Wednesday, September 14, 2005

"hurricane highway"

This article points out that a canal connecting the Mississippi with the Gulf of Mexico apparently helped channel the storm surge from Katrina right into the heart of metropolitan New Orleans. Various politicians for years complained about the flooding hazard the channel posed, in particular to St Bernard Parish and New Orleans' Lower Ninth Ward, but to little avail.

Ironically, the Mississippi River Gulf Outlet (MRGO) was a commercial flop -- it averages less than one ship a day, only taking 3% of the traffic of the New Orleans port. Nevertheless, the Army Corps of Engineers spent $13 million dredging the MRGO last year, based on the usual bogus estimate of costs and benefits.

The Corps apparently dismissed concerns that one of the costs would be to undermine the other chief duty of the Corps -- to try to prevent or mitigate flooding. Oops.

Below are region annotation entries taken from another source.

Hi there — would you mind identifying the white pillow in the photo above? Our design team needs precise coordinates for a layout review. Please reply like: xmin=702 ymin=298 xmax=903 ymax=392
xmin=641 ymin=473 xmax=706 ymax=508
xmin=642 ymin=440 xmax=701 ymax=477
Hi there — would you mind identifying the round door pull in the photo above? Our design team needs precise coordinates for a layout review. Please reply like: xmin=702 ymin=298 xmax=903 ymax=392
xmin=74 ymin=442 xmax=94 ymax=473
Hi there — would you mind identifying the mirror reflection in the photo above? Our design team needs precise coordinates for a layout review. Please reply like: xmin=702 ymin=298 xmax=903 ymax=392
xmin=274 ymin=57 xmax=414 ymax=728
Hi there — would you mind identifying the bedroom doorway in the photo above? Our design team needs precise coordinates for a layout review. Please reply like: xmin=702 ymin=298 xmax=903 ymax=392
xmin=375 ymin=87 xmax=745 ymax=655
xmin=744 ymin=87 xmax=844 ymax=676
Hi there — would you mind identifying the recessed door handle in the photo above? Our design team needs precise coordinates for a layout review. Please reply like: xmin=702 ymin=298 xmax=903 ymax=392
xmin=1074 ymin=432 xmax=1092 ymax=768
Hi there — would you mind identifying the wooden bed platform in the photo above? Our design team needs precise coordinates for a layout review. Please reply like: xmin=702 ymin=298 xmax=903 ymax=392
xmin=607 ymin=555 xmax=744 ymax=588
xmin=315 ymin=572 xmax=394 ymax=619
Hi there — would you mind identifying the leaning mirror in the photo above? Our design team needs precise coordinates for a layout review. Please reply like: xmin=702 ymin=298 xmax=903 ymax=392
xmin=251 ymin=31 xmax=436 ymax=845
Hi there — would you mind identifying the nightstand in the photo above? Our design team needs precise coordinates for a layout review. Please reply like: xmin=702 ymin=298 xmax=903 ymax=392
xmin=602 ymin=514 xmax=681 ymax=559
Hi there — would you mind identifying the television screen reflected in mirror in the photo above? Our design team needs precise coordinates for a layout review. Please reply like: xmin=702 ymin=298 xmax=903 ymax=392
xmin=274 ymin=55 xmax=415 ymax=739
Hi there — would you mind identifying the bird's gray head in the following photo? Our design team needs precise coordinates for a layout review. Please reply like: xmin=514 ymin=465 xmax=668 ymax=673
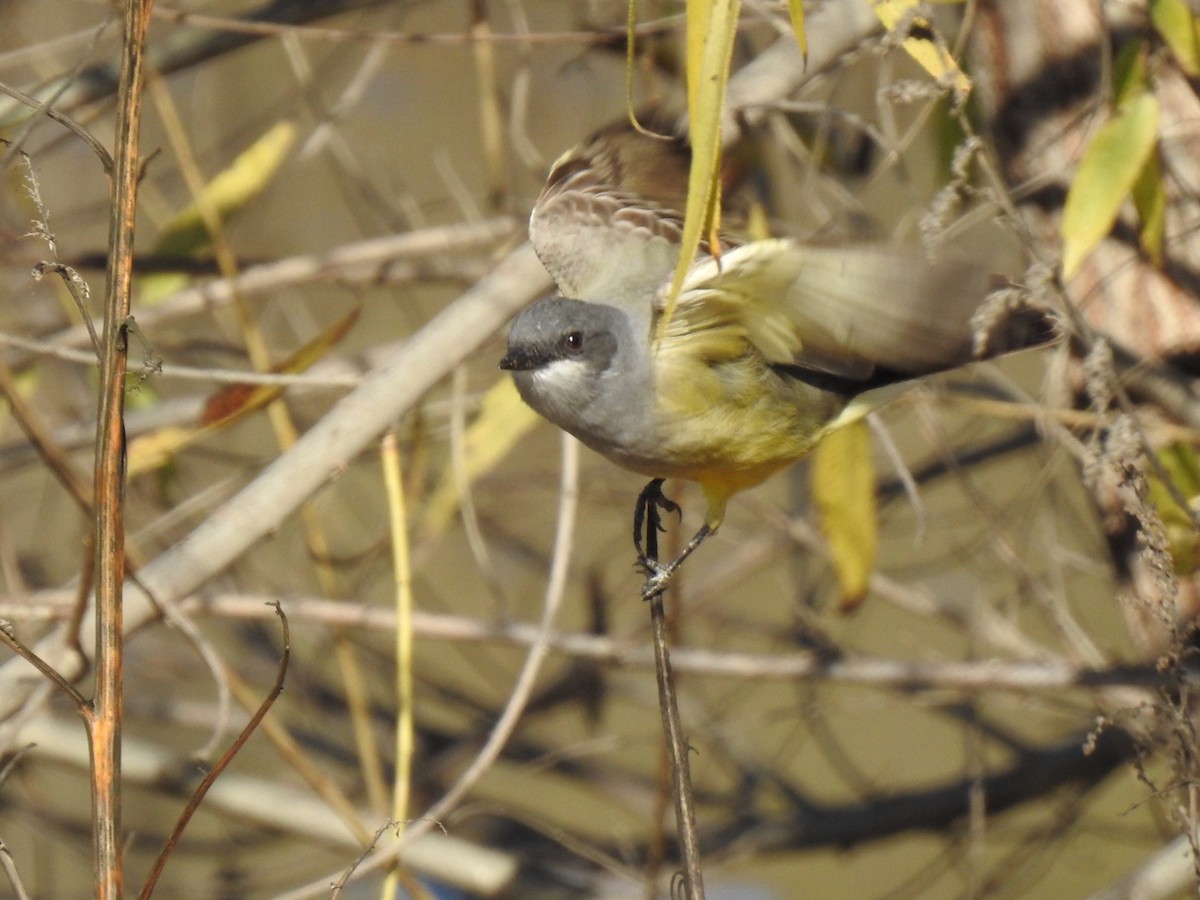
xmin=500 ymin=298 xmax=648 ymax=445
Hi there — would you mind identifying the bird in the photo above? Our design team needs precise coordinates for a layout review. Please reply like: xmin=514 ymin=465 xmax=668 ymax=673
xmin=500 ymin=120 xmax=1050 ymax=598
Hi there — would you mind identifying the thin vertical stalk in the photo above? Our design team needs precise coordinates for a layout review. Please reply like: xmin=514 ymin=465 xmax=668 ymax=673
xmin=88 ymin=0 xmax=154 ymax=900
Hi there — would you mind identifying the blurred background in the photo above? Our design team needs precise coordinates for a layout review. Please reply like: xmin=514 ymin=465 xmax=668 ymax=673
xmin=0 ymin=0 xmax=1200 ymax=900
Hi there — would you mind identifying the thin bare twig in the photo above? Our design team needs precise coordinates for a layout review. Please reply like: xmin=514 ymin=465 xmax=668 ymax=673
xmin=139 ymin=602 xmax=292 ymax=900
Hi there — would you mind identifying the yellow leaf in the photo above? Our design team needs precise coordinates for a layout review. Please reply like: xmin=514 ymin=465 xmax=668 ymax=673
xmin=871 ymin=0 xmax=971 ymax=97
xmin=127 ymin=310 xmax=359 ymax=479
xmin=138 ymin=121 xmax=296 ymax=305
xmin=1133 ymin=148 xmax=1166 ymax=269
xmin=812 ymin=419 xmax=878 ymax=612
xmin=656 ymin=0 xmax=740 ymax=338
xmin=421 ymin=377 xmax=539 ymax=539
xmin=787 ymin=0 xmax=809 ymax=66
xmin=1062 ymin=94 xmax=1159 ymax=278
xmin=1150 ymin=0 xmax=1200 ymax=77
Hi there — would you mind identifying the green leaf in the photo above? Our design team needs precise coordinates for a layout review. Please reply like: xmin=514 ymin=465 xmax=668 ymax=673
xmin=1062 ymin=94 xmax=1159 ymax=278
xmin=1148 ymin=444 xmax=1200 ymax=575
xmin=812 ymin=419 xmax=878 ymax=611
xmin=1150 ymin=0 xmax=1200 ymax=77
xmin=1133 ymin=148 xmax=1166 ymax=269
xmin=1112 ymin=38 xmax=1150 ymax=109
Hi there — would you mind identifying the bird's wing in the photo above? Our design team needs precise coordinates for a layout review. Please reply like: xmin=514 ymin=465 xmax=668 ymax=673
xmin=529 ymin=185 xmax=683 ymax=308
xmin=655 ymin=240 xmax=991 ymax=379
xmin=529 ymin=120 xmax=690 ymax=316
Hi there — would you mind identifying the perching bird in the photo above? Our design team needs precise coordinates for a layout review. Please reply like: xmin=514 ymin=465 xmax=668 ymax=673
xmin=500 ymin=120 xmax=1045 ymax=596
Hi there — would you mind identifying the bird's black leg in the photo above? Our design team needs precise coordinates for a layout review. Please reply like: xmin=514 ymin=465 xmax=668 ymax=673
xmin=634 ymin=478 xmax=713 ymax=600
xmin=634 ymin=478 xmax=680 ymax=574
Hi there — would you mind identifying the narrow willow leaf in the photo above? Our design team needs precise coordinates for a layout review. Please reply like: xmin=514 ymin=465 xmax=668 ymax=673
xmin=656 ymin=0 xmax=740 ymax=340
xmin=138 ymin=121 xmax=296 ymax=305
xmin=126 ymin=310 xmax=359 ymax=479
xmin=1062 ymin=94 xmax=1159 ymax=278
xmin=1148 ymin=444 xmax=1200 ymax=575
xmin=1133 ymin=148 xmax=1166 ymax=269
xmin=812 ymin=419 xmax=878 ymax=611
xmin=787 ymin=0 xmax=809 ymax=65
xmin=1150 ymin=0 xmax=1200 ymax=78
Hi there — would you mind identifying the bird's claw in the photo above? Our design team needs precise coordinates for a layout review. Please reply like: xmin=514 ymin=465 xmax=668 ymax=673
xmin=637 ymin=554 xmax=674 ymax=600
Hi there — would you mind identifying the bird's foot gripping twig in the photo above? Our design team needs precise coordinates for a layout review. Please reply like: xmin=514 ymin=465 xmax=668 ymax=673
xmin=634 ymin=478 xmax=713 ymax=600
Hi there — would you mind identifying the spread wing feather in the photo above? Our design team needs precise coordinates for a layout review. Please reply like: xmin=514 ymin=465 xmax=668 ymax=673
xmin=655 ymin=240 xmax=990 ymax=378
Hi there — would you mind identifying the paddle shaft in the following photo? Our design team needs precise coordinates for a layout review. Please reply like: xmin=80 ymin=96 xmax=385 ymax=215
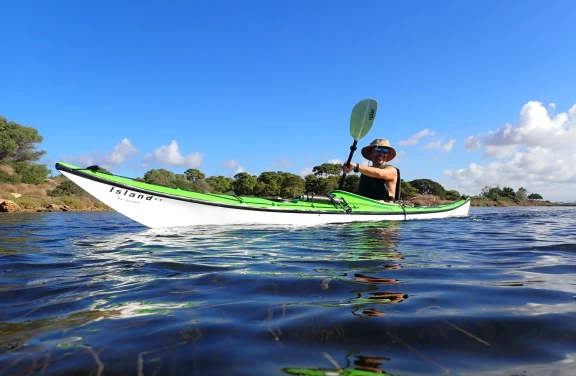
xmin=338 ymin=140 xmax=358 ymax=190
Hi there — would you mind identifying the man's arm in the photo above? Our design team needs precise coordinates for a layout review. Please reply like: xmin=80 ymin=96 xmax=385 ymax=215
xmin=342 ymin=162 xmax=397 ymax=180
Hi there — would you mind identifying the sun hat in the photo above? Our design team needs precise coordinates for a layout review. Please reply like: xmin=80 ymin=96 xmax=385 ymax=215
xmin=362 ymin=138 xmax=396 ymax=162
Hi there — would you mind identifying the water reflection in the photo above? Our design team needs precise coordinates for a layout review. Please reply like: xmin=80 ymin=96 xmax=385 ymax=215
xmin=283 ymin=353 xmax=392 ymax=376
xmin=342 ymin=222 xmax=408 ymax=317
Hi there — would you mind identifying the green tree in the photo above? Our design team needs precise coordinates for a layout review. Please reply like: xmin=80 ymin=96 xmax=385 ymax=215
xmin=516 ymin=187 xmax=528 ymax=201
xmin=188 ymin=179 xmax=213 ymax=193
xmin=184 ymin=168 xmax=206 ymax=181
xmin=11 ymin=161 xmax=50 ymax=184
xmin=342 ymin=174 xmax=360 ymax=193
xmin=46 ymin=180 xmax=87 ymax=197
xmin=410 ymin=179 xmax=446 ymax=199
xmin=280 ymin=172 xmax=305 ymax=198
xmin=502 ymin=187 xmax=516 ymax=200
xmin=206 ymin=176 xmax=234 ymax=193
xmin=253 ymin=172 xmax=282 ymax=197
xmin=400 ymin=179 xmax=419 ymax=200
xmin=312 ymin=163 xmax=342 ymax=178
xmin=0 ymin=116 xmax=46 ymax=162
xmin=445 ymin=189 xmax=462 ymax=201
xmin=305 ymin=174 xmax=340 ymax=195
xmin=0 ymin=170 xmax=22 ymax=184
xmin=232 ymin=172 xmax=258 ymax=196
xmin=144 ymin=168 xmax=176 ymax=187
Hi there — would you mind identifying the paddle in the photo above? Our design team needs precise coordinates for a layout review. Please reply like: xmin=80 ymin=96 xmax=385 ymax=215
xmin=338 ymin=99 xmax=378 ymax=189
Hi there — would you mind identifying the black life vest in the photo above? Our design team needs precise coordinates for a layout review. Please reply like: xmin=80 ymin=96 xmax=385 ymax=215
xmin=356 ymin=165 xmax=400 ymax=201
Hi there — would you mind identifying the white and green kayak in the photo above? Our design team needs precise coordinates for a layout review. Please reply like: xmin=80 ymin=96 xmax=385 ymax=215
xmin=56 ymin=162 xmax=470 ymax=228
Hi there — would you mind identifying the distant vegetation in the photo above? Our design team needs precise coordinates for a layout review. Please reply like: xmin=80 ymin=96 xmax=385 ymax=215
xmin=0 ymin=116 xmax=542 ymax=210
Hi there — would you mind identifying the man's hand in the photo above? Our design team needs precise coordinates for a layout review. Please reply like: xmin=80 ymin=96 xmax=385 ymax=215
xmin=342 ymin=162 xmax=358 ymax=174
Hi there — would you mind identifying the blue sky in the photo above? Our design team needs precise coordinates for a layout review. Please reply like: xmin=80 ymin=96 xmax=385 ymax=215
xmin=0 ymin=0 xmax=576 ymax=200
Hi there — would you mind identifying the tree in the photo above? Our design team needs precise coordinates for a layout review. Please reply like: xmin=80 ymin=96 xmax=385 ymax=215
xmin=232 ymin=172 xmax=258 ymax=196
xmin=502 ymin=187 xmax=516 ymax=200
xmin=342 ymin=174 xmax=360 ymax=193
xmin=400 ymin=179 xmax=418 ymax=200
xmin=446 ymin=190 xmax=462 ymax=201
xmin=12 ymin=161 xmax=50 ymax=184
xmin=0 ymin=116 xmax=46 ymax=162
xmin=144 ymin=168 xmax=176 ymax=187
xmin=312 ymin=163 xmax=342 ymax=178
xmin=254 ymin=172 xmax=282 ymax=197
xmin=516 ymin=187 xmax=528 ymax=201
xmin=184 ymin=168 xmax=206 ymax=181
xmin=46 ymin=180 xmax=87 ymax=197
xmin=279 ymin=172 xmax=304 ymax=198
xmin=206 ymin=176 xmax=234 ymax=193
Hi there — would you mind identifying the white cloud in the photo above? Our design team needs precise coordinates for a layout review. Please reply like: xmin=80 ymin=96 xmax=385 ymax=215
xmin=299 ymin=167 xmax=313 ymax=177
xmin=62 ymin=138 xmax=138 ymax=169
xmin=146 ymin=140 xmax=203 ymax=168
xmin=445 ymin=102 xmax=576 ymax=201
xmin=424 ymin=138 xmax=456 ymax=152
xmin=398 ymin=129 xmax=436 ymax=145
xmin=220 ymin=159 xmax=238 ymax=168
xmin=465 ymin=101 xmax=576 ymax=158
xmin=274 ymin=157 xmax=294 ymax=168
xmin=106 ymin=138 xmax=138 ymax=166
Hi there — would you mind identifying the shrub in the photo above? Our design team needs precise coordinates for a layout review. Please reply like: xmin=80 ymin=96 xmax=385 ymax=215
xmin=0 ymin=170 xmax=20 ymax=184
xmin=46 ymin=180 xmax=86 ymax=197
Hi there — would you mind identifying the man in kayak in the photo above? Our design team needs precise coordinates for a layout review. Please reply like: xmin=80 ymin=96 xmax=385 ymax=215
xmin=342 ymin=138 xmax=400 ymax=202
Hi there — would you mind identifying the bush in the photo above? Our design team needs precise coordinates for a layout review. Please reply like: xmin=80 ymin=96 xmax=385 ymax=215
xmin=14 ymin=196 xmax=51 ymax=209
xmin=0 ymin=170 xmax=20 ymax=184
xmin=46 ymin=180 xmax=86 ymax=197
xmin=12 ymin=162 xmax=51 ymax=184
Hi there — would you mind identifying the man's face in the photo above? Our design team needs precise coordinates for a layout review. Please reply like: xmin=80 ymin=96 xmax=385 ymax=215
xmin=371 ymin=146 xmax=388 ymax=165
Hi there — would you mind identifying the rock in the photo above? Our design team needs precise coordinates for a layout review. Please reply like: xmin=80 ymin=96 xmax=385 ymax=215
xmin=0 ymin=199 xmax=22 ymax=213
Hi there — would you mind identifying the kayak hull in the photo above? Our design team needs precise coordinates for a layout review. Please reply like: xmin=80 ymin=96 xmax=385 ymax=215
xmin=56 ymin=163 xmax=470 ymax=228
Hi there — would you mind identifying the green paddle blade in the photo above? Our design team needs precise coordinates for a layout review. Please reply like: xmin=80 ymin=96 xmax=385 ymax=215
xmin=350 ymin=99 xmax=378 ymax=141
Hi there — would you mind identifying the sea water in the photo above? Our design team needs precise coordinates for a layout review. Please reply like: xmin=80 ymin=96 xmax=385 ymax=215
xmin=0 ymin=207 xmax=576 ymax=376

As I've posted before, the Corps has a decidedly checkered past in American history. Between the breached levees (NOT entirely the Corps' fault) and now the realization that one of its typical pork-barrel commercially-dubious environmentally-damaging ditch-digging exercises EXACERBATED the flooding, the saga of New Orleans adds another blot to its already-ink-stained record.